Ray Cooney was an unbeatable farceur on the stage, as far as the period from the nineteen-sixties to the eighties went, with thousands lining up to see works like Run For Your Wife in the theatre and thoroughly enjoying them. Only Brian Rix came close to taking his crown in this era, and they also joined forces on occasion, but both performers wanted something more, they wanted more than theatrical glory, they wanted to be movie stars as well. Thus as a record of their efforts, down the years various film versions of their farces have been produced, and the effect was, shall we say, something of a letdown in comparison to the box office of the stage shows, with critics and audiences alike taking a dim view of the film incarnations.

Cooney was at this as recently as a film adaptation of Run For Your Wife in 2012, and when you know it took one of the tiniest amounts of money at the British box office of all time, then you will have an idea of how successful, and indeed welcomed, it was. But what of Cooney's heyday, surely Not Now, Comrade would be more indicative of why his talents chimed so much with theatre audiences of its day? Well, it certainly looked like a theatrical performance, with more or less the whole of the action unfolding on a single set, aside from the odd exterior shot on location, or a cutaway to the kitchen. In the main, it was that large set of the Rimmington's living room that we were settled into, with its front door leading straight into it from the garden. It would appear Cooney, who co-directed with TV producer Harold Snoad, wanted that theatre experience.

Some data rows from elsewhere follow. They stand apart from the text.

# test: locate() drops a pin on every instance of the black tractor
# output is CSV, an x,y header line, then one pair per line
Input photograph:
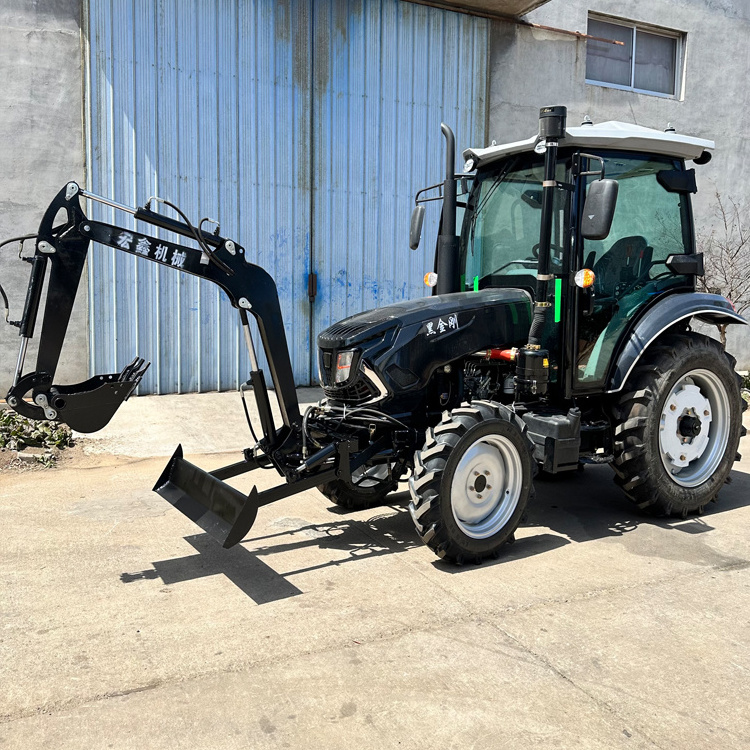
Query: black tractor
x,y
558,334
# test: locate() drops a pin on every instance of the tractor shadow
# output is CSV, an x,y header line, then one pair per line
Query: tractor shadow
x,y
381,533
576,508
584,506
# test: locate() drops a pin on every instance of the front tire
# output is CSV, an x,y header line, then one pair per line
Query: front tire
x,y
472,482
679,425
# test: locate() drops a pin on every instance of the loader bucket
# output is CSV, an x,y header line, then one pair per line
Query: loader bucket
x,y
220,510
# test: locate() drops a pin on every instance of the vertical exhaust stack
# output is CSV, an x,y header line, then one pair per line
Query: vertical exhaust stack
x,y
447,249
532,370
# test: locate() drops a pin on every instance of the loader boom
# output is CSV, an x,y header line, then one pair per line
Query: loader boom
x,y
86,407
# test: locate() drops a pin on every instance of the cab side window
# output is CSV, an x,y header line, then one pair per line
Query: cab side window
x,y
649,225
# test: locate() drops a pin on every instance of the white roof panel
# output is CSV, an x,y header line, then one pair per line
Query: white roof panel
x,y
617,135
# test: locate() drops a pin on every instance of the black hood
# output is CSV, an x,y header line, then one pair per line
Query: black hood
x,y
371,323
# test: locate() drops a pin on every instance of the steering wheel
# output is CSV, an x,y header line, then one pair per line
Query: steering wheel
x,y
526,262
553,246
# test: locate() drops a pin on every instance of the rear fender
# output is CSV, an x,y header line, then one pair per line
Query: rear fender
x,y
710,308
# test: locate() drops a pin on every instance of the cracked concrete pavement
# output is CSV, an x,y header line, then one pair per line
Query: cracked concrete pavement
x,y
122,625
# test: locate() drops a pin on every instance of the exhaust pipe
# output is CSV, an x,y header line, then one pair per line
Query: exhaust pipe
x,y
447,248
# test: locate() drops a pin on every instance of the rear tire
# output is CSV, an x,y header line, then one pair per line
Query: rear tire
x,y
472,482
678,425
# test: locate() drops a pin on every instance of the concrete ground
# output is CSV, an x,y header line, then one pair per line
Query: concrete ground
x,y
123,626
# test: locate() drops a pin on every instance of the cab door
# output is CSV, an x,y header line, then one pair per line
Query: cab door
x,y
650,224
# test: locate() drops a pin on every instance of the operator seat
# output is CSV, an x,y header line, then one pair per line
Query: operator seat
x,y
623,263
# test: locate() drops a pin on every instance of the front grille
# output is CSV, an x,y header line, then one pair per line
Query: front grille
x,y
354,393
343,331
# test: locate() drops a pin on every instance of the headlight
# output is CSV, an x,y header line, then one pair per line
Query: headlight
x,y
344,365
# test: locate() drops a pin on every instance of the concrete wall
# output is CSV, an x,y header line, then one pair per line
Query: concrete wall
x,y
41,147
531,68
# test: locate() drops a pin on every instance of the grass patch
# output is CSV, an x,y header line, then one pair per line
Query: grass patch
x,y
17,433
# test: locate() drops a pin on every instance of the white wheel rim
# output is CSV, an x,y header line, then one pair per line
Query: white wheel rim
x,y
486,486
694,428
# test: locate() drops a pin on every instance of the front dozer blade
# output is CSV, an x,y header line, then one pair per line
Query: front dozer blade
x,y
220,510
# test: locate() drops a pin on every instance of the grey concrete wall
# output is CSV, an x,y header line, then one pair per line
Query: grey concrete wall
x,y
531,68
41,147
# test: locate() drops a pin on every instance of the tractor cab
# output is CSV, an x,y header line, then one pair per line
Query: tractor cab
x,y
600,282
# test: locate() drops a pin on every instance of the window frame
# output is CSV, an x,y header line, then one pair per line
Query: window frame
x,y
679,55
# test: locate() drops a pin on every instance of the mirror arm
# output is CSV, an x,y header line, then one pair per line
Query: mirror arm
x,y
600,172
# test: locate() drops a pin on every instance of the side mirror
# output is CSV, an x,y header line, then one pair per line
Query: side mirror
x,y
599,209
415,230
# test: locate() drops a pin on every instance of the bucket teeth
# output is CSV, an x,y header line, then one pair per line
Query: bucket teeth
x,y
134,371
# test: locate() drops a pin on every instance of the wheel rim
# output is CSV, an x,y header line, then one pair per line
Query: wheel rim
x,y
694,428
486,486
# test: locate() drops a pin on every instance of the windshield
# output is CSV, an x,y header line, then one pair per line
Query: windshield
x,y
500,232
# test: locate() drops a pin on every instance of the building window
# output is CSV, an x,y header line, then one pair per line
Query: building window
x,y
647,61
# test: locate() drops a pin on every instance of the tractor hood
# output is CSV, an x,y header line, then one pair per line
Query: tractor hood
x,y
398,348
371,323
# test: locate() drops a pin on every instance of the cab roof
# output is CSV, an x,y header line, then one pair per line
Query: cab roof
x,y
615,135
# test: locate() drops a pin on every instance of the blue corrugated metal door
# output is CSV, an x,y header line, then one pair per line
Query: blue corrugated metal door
x,y
305,126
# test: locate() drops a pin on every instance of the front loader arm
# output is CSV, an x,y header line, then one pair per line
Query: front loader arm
x,y
90,405
220,509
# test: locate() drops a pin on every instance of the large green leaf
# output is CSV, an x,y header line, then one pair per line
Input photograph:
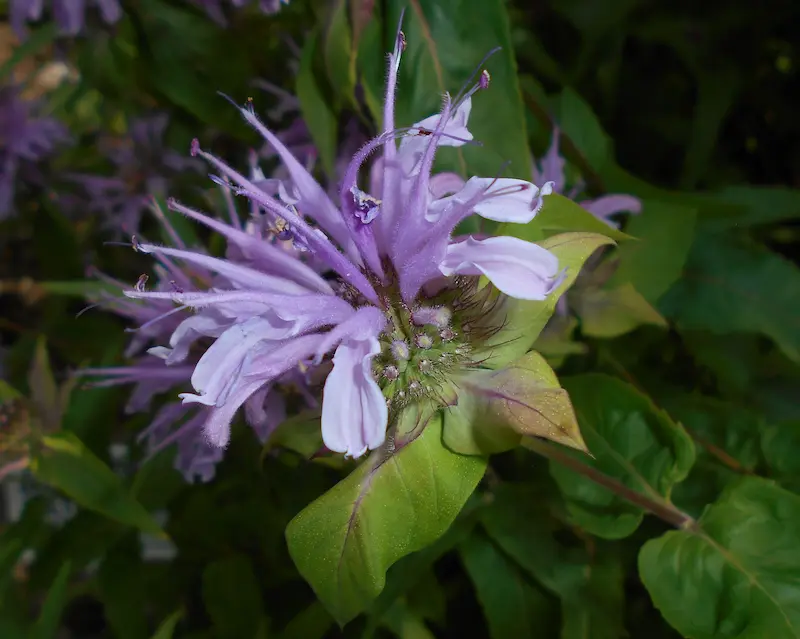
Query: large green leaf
x,y
522,321
446,39
589,584
511,605
559,214
64,462
665,231
390,506
632,442
736,286
735,573
611,312
495,408
232,597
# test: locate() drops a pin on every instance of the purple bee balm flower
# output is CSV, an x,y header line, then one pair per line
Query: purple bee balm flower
x,y
551,168
25,140
69,15
385,252
142,165
214,8
161,370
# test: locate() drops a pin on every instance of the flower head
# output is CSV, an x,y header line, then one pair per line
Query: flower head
x,y
68,14
368,291
141,167
25,140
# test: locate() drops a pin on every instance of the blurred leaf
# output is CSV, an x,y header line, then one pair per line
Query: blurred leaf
x,y
594,608
780,443
339,54
405,576
66,464
732,286
653,264
577,120
78,288
319,118
717,90
28,532
167,627
608,313
311,623
49,401
510,604
523,320
559,214
123,591
405,623
47,624
232,597
631,441
446,39
495,408
36,43
734,575
344,542
750,206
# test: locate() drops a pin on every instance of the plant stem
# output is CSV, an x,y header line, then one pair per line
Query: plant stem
x,y
658,507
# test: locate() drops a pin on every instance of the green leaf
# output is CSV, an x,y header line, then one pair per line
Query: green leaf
x,y
749,206
78,288
716,90
317,114
494,409
47,625
654,263
559,214
581,126
64,462
123,591
632,441
405,623
232,597
36,42
340,54
608,313
734,286
312,623
589,584
523,320
593,608
735,573
446,39
780,443
167,627
301,433
390,506
511,605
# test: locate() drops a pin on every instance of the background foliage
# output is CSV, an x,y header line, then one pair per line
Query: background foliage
x,y
682,365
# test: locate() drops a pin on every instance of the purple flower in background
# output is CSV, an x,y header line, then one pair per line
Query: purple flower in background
x,y
215,11
25,140
142,165
69,15
396,306
551,168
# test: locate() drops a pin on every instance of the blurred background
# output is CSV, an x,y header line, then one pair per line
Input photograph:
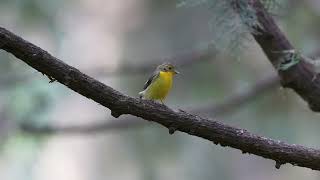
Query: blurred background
x,y
224,76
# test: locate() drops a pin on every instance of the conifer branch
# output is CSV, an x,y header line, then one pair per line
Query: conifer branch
x,y
119,104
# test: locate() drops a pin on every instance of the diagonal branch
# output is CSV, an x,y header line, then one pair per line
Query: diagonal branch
x,y
119,104
230,104
301,77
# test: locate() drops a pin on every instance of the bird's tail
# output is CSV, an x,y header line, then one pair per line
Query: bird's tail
x,y
141,94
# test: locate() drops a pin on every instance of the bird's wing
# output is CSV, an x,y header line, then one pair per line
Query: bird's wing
x,y
151,79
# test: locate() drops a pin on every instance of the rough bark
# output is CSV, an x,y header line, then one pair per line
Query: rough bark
x,y
119,104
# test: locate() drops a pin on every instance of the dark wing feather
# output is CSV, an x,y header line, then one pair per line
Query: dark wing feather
x,y
154,76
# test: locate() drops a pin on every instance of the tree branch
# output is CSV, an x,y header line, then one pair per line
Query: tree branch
x,y
119,104
230,104
300,77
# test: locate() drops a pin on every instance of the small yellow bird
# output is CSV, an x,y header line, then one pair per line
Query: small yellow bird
x,y
160,83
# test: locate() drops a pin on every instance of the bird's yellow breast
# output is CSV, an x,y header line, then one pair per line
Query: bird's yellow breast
x,y
161,86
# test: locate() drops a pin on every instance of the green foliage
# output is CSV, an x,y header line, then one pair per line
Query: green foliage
x,y
232,22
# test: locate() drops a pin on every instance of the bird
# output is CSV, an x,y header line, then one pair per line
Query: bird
x,y
159,83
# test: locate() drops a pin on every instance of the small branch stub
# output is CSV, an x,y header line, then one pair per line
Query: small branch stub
x,y
172,130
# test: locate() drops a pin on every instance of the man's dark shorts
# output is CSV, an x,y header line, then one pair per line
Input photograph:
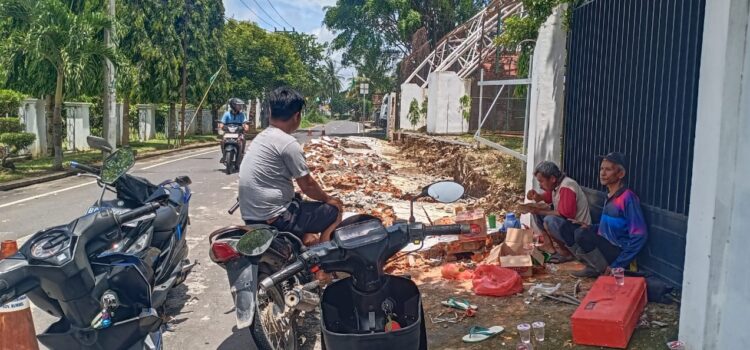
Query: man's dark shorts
x,y
305,217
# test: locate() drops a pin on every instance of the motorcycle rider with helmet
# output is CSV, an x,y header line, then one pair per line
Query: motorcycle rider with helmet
x,y
234,116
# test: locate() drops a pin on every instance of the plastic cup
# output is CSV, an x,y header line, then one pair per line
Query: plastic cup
x,y
524,331
619,274
538,330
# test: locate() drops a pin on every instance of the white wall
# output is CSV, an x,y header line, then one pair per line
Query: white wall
x,y
410,92
716,283
32,114
77,125
547,96
444,111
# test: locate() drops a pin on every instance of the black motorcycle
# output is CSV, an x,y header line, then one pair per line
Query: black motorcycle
x,y
368,310
106,274
232,147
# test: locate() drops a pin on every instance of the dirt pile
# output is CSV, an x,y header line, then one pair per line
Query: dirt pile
x,y
495,179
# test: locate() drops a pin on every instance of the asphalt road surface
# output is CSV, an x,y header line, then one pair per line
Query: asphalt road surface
x,y
201,310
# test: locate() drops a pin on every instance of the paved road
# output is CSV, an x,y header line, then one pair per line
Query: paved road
x,y
202,308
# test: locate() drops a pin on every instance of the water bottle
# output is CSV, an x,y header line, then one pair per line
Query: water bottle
x,y
510,222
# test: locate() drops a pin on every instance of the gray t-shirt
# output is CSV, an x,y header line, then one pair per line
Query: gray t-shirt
x,y
273,159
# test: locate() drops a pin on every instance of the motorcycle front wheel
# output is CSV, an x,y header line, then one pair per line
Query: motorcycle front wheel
x,y
271,328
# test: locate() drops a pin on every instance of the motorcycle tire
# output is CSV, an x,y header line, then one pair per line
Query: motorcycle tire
x,y
229,162
256,329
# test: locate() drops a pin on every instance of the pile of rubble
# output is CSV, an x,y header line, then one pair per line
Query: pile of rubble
x,y
354,172
495,179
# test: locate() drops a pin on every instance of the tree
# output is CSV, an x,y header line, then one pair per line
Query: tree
x,y
258,61
376,34
56,37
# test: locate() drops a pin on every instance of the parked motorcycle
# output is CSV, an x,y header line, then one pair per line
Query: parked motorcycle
x,y
106,273
232,147
368,310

There were many a famous face in the cast, Hawkins would have been known for school sitcom Please Sir! and Fiander various TV roles, but Phillips had been in Carry Ons and the Doctor series, among others, though his louche image was ditched so he could play it stuffy and proper as the military man. Roy Kinnear was the gardener, June Whitfield was Phillips' wife, Ian Lavender was his daughter's boyfriend, also a military man, and the daughter was Michele Dotrice, with Windsor Davies and Don Estelle as policeman and neighbour respectively. As you can see if you're familiar with seventies television out of the UK, there were a lot of sitcom regulars here, and they were all adept in their way at wringing laughs from farce, so why did Not Now, Comrade come across as tatty? Probably because they didn't spend any more on it than they would the stage production, and it looked it, with a lack of atmosphere and energy you would get from being in the live auditorium. There was a chuckle or two when a bit of business landed, but overall, it proved that even with the best intentions, one medium is not necessarily like another. Music by Harry Robertson, with Estelle singing the theme song.

[Network release this on Blu-ray as part of The British Film, with the trailer and an image gallery as extras.]